Le samedi 29 septembre 2018,l’opposition politique a organisé sa première marche-meeting post insurrection. A l’occasion, l’on a retrouvé la même curiosité que lors de la marche-meeting du 18 janvier 2014, à l’occasion de laquelle, Roch Marc Christian Kaboré et d’autres anciens barons du pouvoir, fraîchement débarqués du navire CDP (Congrès pour la démocratie et le progrès), ont rejoint l’opposition. Ce 29 septembre, le chef de file de l’opposition est toujours le même : Zéphirin Diabré, président fondateur de l’Union pour le progrès et le changement (UPC). Et les nouveaux venus, ce sont ceux restés fidèles au président déchu, Blaise Compaoré. A côté donc de Zéphirin Diabré, il y avait Eddie Konboïgo, le patron du CDP, Gilbert Noël Ouédraogo de l’ADF-RDA (Alliance pour la démocratie et la Fédération-Rassemblement démocratique africain), Mahamoudou Dicko de la Nouvelle alliance du Faso (NAFA, le
parti du Général Djbrill Bassolé). Il y avait aussi quelques anciens de la cuvée de 2013-2014, comme Ablassé Ouédraogo et d’autres chefs de « partillons ». C’est la nouvelle recomposition de l’opposition politique.

Naturellement, contrairement aux marches-meeting qui ont abouti à l’insurrection d’octobre 2014, dans le nouveau cycle des marches que l’opposition vient d’entamer, Blaise Compaoré est devenu la vedette. En lieu et place des banderoles « Blaise dégage », « Blaise Assassin », « Blaise Ebola », voilà maintenant celles « Mouvement
pour le retour de Blaise Compaoré, Grand Médiateur et homme de paix » ; « la réconciliation nationale ou rien »… Bref, autres temps autres mœurs, eston tenté de dire. Finalement, Blaise Compaoré a volé la vedette aux Forces de défense et de sécurité (FDS) dont le soutien était l’une des raisons de la marche. En dehors des discours, l’on n’a pas vu, sur les images qui circulent, de banderoles dédiées aux FDS. Pourtant, en termes de communication politique, il aurait fallu au moins une banderole bien visible, traduisant tout le soutien aux FDS.

Mais ce n’est peut-être qu’une partie remise.
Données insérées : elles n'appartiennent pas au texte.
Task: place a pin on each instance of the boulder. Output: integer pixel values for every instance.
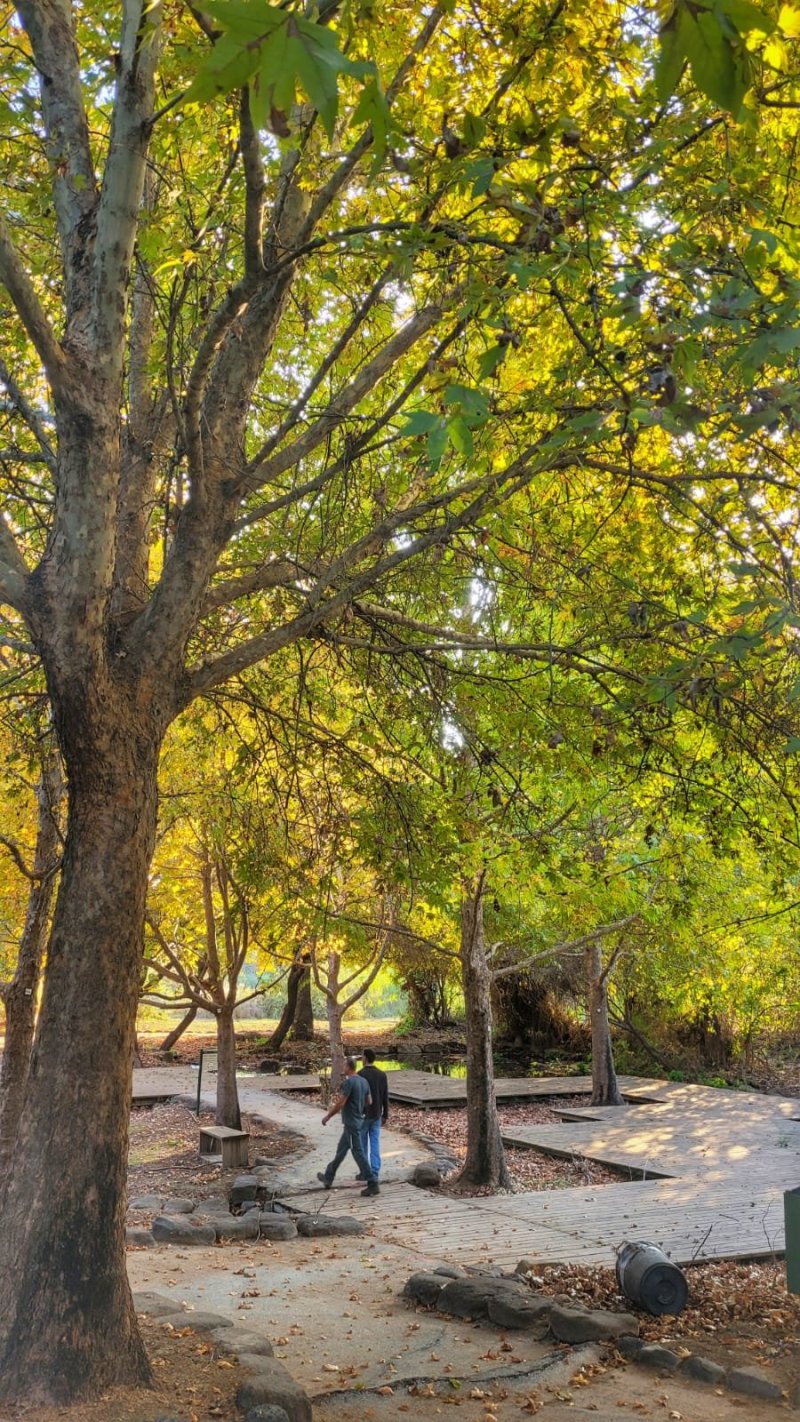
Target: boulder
(469, 1297)
(155, 1306)
(753, 1384)
(426, 1175)
(198, 1320)
(144, 1239)
(233, 1341)
(169, 1229)
(321, 1226)
(216, 1205)
(267, 1381)
(242, 1227)
(702, 1370)
(532, 1313)
(590, 1326)
(276, 1226)
(245, 1188)
(655, 1355)
(425, 1289)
Puisque le chef de file de l’opposition a révélé que cette marche était la première d’un cycle que l’opposition entend organiser pour réveiller le MPP (Mouvement du peuple pour le progrès) et ses alliés qui dorment à la tête de l’Etat. L’opposition reprend donc la rue et c’est son droit le plus absolu. La
mobilisation pourrait monter crescendo comme entre juin 2013 et octobre 2014. Peut-être aussi ce sera un mouvement inverse qui aboutirait au retour de Blaise Compaoré ou de ses fidèles au pouvoir. Car de ce que l’on a vu, ces partis d’opposition ne semblent avoir les mêmes agendas. Ils dorment sur la même natte au CFOP, mais ils ne font pas le même rêve. A moins que la déception et les frustrations de certains n’aient atteint à un tel point qu’ils sont prêts à renier leurs combats d’hier. La présence de cette banderole d’un certain mouvement pour le retour de Blaise Compaoré en dit long sur les intentions de ceux qui l’ont conçue.
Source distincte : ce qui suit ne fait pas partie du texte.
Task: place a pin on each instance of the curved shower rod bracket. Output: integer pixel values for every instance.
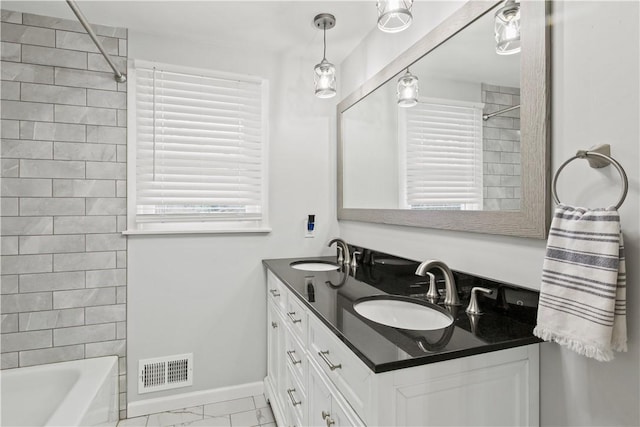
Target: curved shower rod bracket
(119, 76)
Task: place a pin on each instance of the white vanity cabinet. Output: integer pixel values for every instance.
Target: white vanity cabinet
(314, 379)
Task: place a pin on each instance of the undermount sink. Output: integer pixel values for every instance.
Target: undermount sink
(314, 265)
(403, 313)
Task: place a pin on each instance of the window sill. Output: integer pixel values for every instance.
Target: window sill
(262, 230)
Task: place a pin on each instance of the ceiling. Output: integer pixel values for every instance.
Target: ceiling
(277, 26)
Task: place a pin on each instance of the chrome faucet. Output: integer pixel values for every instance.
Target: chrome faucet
(342, 245)
(451, 297)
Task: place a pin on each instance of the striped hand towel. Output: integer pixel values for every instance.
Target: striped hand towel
(583, 291)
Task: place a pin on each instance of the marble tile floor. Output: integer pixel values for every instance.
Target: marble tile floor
(245, 412)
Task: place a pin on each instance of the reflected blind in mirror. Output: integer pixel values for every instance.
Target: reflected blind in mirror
(200, 146)
(443, 165)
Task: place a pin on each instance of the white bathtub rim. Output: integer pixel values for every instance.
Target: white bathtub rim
(196, 398)
(84, 392)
Mais attention à l’effet pervers du mélange des serviettes et des torchons. Ça peut provoquer les frustrations de certains qui étaient déjà mobilisés et décourager d’autres qui auraient voulu rejoindre le mouvement. Déjà, certains ont refusé d’aller marcher aux côtés de ceux qu’ils ont chassés hier du pouvoir. Sinon avec les déceptions nées de la gouvernance actuelle du pays, l’on aurait pu avoir une foule des grands jours. Il appartient à l’opposition et à son chef de file d’en tirer les leçons pour les prochaines marches.

Par ailleurs, la réconciliation ne s’impose pas et surtout pas par ceux à qui l’on reproche des choses et qui constituent, en grande partie, le problème. Personne n’est contre le retour de Blaise Compaoré. Il peut venir quand il veut. D’ailleurs, c’est lui qui a fui et a changé de nationalité. Le jour où il le souhaite, les portes de son pays lui sont
toujours ouvertes. Il lui faut seulement avoir le courage politique d’assumer son passé et de répondre à la Justice qui le recherche. Tous les Burkinabè épris sincèrement de justice et de paix souhaitent qu’il rentre et assumer dignement ses fautes. Après, l’on peut envisager les voies de la catharsis.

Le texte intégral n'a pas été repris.